Dei as costas e saí.
Enquanto eu dirigia o carro, as palavras da minha mãe ainda soavam no meu ouvido. Pior que as palavras, para mim era a voz dela. Afinal de contas, aquela era a mesma voz que eu costumava ouvir, mas que me dizia coisas doces, como uma cantiga de ninar, por exemplo.
Ao chegar à casa do Caio, me enfiei logo em seu quarto. Ele estava no computador.
- Oi! - disse ele ainda sentado.
- Oi! - disse eu desanimado e sentando na cama dele.
- Não vai me dar um beijo? - estranhou ele.
- Quase discuto com a minha mãe agora. - respirei fundo.

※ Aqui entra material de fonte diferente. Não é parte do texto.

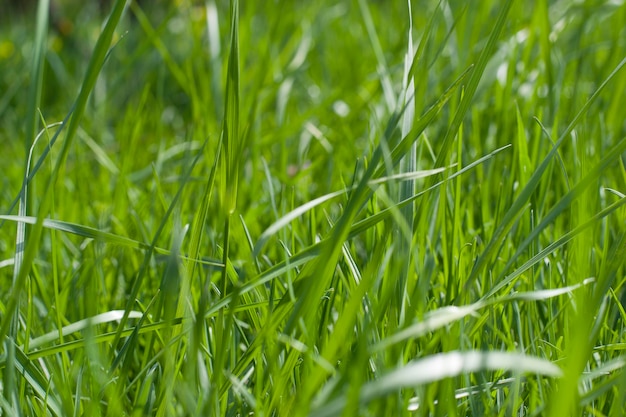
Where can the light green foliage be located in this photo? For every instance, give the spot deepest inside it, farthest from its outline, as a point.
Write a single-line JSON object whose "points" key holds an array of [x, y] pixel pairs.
{"points": [[291, 208]]}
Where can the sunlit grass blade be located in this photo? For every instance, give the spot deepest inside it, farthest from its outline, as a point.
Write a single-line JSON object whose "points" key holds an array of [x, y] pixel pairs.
{"points": [[531, 186], [441, 366], [95, 65]]}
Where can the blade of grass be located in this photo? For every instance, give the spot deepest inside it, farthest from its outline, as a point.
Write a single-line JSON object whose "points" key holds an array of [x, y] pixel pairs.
{"points": [[528, 190]]}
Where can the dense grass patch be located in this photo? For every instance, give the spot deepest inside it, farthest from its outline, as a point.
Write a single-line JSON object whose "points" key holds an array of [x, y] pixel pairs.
{"points": [[313, 208]]}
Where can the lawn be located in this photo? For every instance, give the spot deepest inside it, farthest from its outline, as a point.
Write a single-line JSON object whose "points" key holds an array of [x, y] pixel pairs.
{"points": [[324, 208]]}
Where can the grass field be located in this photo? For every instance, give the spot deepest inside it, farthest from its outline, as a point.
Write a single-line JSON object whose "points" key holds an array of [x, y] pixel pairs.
{"points": [[325, 208]]}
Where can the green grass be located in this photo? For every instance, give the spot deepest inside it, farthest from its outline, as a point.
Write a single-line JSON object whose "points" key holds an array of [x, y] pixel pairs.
{"points": [[313, 209]]}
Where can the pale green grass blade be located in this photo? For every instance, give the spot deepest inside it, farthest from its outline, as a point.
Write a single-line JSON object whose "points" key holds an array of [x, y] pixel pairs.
{"points": [[382, 68], [108, 317], [531, 186], [299, 211], [472, 84], [105, 237], [95, 65], [564, 203], [37, 381], [444, 365], [138, 281]]}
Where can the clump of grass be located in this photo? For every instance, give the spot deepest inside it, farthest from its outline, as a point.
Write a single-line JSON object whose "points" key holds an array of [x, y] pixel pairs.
{"points": [[316, 210]]}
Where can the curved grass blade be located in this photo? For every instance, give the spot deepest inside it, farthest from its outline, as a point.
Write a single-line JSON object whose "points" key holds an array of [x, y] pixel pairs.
{"points": [[438, 367]]}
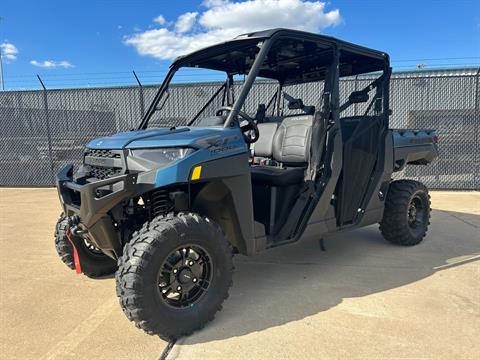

- Por que? - perguntou ele interessado.
- Porque ela disse que você é viado.
Ele olhou para os lados, como se estivesse procurando alguma coisa, encostou-se na cadeira, olhando para baixo. Respirou fundo. Depois ele ergueu a cabeça e me olhou.
- E você?
- Antes me diz você: ficou com raiva?
- Um pouco. Não deixa de ser um insulto, mesmo vindo da mãe de quem eu namoro. Mas eu relevo porque, me desculpe mesmo, sua mãe é uma ignorante.
Eu senti aquelas palavras como uma agulha fina entrando no pescoço.
- É, eu sei que ela foi grossa, mas você não precisa ser também. - disse eu calmamente.
- Por isso pedi desculpas antes.
- Tá, tudo bem.
- E você, o que sentiu?
- Que tudo será difícil. Estou com medo de assumir, Caio. Por outro lado, assumir nunca me pareceu tão atraente como hoje.
- Muitos dos meus amigos, quando se aconselhavam comigo, também diziam isso.
- Diziam o quê?
- Que, quanto mais medo eles tinham, mais a vontade de assumir crescia. É porque o medo é respectivo à vontade ou necessidade de assumir.
- Isso quer dizer que eu quero assumir o quanto antes?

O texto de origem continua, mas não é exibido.